Australian industrial designer Edward Linacre won the prize for his Airdrop irrigation concept, a low cost, self-powered solution to provide water for growing crops. Based on the Namib beetle, which survives in desert conditions by consuming dew collected on its back in the early mornings, the system is designed to harvest "water from the air".
Once collected, the turbine intake drives air underground through a network of piping that rapidly cools the air to the temperature of the soil where it reaches 100% humidity and produces water.
Water is then stored in an underground tank and pumped to plant roots via sub surface drip irrigation hosing.

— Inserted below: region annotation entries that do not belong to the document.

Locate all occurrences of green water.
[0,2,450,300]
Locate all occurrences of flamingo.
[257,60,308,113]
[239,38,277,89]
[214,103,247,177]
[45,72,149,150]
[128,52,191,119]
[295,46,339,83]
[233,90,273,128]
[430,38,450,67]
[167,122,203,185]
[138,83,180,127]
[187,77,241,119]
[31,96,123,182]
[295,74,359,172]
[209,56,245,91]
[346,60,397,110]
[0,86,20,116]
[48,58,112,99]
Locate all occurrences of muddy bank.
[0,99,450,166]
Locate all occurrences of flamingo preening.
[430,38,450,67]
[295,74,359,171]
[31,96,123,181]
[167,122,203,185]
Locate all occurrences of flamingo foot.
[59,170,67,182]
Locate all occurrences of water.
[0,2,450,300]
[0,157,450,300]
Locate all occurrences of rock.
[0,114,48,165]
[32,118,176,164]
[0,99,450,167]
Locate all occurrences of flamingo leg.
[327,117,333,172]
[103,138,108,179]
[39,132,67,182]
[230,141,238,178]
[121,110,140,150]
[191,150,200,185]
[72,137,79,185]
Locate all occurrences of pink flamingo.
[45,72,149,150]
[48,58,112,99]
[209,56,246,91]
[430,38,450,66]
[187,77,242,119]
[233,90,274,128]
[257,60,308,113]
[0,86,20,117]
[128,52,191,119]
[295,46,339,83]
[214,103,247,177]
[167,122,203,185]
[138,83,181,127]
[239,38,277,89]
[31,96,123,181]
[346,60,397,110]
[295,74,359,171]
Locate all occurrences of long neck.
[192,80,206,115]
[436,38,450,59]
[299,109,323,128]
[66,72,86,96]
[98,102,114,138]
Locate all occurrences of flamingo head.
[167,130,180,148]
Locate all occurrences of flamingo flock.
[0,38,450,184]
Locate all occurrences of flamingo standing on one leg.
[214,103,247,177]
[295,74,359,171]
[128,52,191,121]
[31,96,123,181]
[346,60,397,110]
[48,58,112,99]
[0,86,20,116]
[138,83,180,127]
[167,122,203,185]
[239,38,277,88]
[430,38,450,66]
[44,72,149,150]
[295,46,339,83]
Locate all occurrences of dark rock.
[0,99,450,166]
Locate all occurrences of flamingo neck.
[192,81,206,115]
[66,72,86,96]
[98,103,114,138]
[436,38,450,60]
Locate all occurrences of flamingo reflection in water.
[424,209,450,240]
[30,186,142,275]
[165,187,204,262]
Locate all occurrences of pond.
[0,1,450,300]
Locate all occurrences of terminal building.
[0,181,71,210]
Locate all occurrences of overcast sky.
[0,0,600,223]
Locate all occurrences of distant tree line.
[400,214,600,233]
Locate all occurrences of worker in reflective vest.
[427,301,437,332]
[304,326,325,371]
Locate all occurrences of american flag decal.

An LCD screen displays tank water levels, pressure strength, solar battery life and system health.
Linacre took inspiration from the well documented Murray Darling drought which is impacting on agricultural production in the region.
The James Dyson Award said: "While there are various atmospheric water harvesting technologies that exist today, most are high-tech and expensive - not ideal for the rural farmer market."
The award is an international student design award running in 18 countries by the James Dyson Foundation. The winner receives £10,000, a further £10,000 for their university department and a James Dyson trophy and Certificate.